Sen. Ted Cruz, R-Texas, the chairman of the Senate Subcommittee on Space, Science, and Competitiveness gave the keynote address at the 21st Annual FAA Commercial Space Transportation Conference. His speech was mainly an upbeat assessment of how legislation was passed last year that advanced the cause of commercial space and the future of space exploration. However, the senator did offer a warning about administration plans to withdraw from the International Space Station and a plea to confirm Rep. Jim Bridenstine, R-Oklahoma as NASA administrator.

A report by NASA Watch was used for material in this article.

Cruz began with an upbeat assessment on space

Senator Cruz began his speech with an upbeat assessment on space from his perspective as a significant political player on the issue. He touted legislation that encouraged commercial space and provided for the authorization of NASA on a bi-partisan basis. Cruz praised the progress that has been made in the development of an industrial space sector, citing the recent launch of the Falcon Heavy. He suggested that the first person who sets foot on Mars will be an American.

The senator offers a warning on pulling out of ISS

Then Cruz added a little admonishment to go along with his sunny optimism.

He cited reports that the Trump administration plans to withdraw NASA from the International Space Station to pay for a return to the moon and suggested that he would not only oppose such a move, but it would be contrary to the statute. Cruz, like other congressional critics of the plan, did not reference the other part of the idea, which was to shift low Earth operations to the commercial sector, either to private management of the ISS or a commercial space station.

Curiously also Cruz did not mention the idea of a return to the moon at all, even though the approach is favored by a great many commercial space players, international partners, and American space policy experts. His gaze is entirely set on Mars, the policy of the previous administration. Cruz did not offer any assessment of how deep space exploration would be paid for if the ISS were to be extended to 2028, however.

Confirm Jim Bridenstine already

Cruz concluded his remarks by noting that the confirmation of Jim Bridenstine as NASA administrator is an exception to the bi-partisan nature of space policy. He did not mention Sen. Bill Nelson, D-Florida, the man leading the fight to derail Bridenstine, by name.
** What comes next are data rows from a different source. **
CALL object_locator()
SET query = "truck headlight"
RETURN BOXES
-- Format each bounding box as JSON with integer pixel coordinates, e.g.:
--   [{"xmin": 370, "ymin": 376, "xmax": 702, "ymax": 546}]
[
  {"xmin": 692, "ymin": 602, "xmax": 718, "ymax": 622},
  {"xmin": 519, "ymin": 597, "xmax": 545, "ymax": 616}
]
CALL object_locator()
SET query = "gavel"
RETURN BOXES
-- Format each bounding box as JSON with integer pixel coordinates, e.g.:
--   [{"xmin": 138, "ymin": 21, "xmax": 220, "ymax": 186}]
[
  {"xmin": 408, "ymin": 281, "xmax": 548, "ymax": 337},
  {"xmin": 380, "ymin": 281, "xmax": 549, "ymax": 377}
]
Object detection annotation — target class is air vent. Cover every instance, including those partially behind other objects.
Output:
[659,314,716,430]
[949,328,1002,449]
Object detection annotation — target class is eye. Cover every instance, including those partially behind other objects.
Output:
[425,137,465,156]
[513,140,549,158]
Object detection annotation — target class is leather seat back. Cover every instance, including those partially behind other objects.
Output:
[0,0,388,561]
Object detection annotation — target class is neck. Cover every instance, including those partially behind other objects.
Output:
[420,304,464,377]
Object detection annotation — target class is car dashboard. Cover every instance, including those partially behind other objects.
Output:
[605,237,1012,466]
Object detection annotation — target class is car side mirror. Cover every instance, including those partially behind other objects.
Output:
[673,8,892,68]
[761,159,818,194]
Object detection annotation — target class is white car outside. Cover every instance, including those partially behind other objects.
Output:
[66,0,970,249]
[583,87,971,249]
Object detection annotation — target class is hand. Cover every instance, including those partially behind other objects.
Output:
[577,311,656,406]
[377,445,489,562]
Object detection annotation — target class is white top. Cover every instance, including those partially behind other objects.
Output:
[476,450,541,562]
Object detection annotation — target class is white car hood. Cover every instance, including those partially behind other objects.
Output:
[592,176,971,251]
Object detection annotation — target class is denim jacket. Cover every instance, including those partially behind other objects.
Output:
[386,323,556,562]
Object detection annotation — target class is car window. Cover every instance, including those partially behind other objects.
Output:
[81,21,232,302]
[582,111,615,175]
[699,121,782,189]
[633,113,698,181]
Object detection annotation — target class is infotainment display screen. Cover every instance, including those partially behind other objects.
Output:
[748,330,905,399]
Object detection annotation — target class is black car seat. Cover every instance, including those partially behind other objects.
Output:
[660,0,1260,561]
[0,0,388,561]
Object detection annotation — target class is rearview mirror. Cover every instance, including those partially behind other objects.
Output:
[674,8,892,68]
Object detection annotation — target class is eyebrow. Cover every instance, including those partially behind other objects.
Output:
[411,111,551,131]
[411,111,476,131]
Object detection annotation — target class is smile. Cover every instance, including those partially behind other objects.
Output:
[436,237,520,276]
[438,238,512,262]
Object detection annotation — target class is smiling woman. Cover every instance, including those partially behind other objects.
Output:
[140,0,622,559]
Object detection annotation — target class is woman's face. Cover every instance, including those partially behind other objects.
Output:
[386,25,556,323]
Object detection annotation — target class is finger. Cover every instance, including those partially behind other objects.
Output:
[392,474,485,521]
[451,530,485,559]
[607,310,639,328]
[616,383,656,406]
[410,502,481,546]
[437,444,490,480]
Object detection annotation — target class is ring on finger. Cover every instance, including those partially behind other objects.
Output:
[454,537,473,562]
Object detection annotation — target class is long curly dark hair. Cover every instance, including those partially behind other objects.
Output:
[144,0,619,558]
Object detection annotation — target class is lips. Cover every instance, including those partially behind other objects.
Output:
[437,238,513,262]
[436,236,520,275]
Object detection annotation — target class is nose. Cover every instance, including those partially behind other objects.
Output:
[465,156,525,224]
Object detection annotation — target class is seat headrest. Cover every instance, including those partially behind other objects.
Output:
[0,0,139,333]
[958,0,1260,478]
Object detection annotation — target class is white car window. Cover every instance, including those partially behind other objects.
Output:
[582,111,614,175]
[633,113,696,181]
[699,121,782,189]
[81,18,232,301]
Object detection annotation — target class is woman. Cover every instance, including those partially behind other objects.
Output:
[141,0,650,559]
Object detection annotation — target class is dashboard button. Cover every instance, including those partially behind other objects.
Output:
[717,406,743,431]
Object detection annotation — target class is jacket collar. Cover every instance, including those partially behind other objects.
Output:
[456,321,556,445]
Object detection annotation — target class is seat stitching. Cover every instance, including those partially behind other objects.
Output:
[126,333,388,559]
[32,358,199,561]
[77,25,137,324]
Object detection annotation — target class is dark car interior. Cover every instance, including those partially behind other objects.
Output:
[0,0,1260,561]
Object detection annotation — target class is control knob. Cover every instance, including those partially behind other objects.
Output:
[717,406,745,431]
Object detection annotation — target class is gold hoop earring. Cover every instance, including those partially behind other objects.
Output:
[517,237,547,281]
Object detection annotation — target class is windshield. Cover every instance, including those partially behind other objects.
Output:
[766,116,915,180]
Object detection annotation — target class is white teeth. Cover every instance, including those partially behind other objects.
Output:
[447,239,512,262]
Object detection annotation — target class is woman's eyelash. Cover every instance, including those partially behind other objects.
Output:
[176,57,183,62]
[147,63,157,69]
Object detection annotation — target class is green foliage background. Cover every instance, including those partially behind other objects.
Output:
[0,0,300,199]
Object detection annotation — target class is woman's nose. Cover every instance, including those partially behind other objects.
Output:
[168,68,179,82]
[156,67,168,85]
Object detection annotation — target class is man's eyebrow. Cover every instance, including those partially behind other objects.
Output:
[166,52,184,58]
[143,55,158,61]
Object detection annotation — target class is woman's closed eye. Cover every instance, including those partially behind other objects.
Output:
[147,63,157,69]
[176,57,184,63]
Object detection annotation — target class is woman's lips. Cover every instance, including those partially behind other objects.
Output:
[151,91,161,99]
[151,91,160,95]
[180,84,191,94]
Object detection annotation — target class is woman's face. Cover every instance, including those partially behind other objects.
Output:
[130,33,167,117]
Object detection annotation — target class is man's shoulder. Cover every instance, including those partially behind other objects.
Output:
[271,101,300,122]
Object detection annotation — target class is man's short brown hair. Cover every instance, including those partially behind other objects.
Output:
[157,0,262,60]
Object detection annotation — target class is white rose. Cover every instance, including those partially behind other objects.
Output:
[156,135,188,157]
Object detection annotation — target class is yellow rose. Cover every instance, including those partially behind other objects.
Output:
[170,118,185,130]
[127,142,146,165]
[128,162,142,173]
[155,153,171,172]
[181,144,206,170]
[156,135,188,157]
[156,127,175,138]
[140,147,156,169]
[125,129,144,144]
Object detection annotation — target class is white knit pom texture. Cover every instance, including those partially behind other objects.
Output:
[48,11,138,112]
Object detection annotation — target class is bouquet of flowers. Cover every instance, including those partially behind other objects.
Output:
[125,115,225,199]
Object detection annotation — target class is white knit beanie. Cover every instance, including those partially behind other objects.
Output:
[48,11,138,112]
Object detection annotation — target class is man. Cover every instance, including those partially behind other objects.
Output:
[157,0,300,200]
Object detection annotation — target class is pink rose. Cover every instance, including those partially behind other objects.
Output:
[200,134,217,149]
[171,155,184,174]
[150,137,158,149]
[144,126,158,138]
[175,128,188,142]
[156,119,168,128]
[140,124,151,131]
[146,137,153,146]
Cruz did note that Bridenstine is a war hero and had been a Top Gun instructor. NASA, he stated, will not be a properly functioning agency unless and until Bridenstine is confirmed.

Bottom line

The Trump administration apparently has some work to do if it intends to pull out of the ISS to pay for a return to the moon. Nelson has already promised to fight, but as a partisan Democrat, he could be expected to do so.

Cruz and Rep. John Culberson, R-Texas have also expressed their reservations, which presents something of a problem. The Trump people need to convince the space players in Congress that a smooth transition to a commercial arrangement for LEO research and development can be made and that a return to the moon is not only essential to going to Mars but that it is worthwhile in and of itself.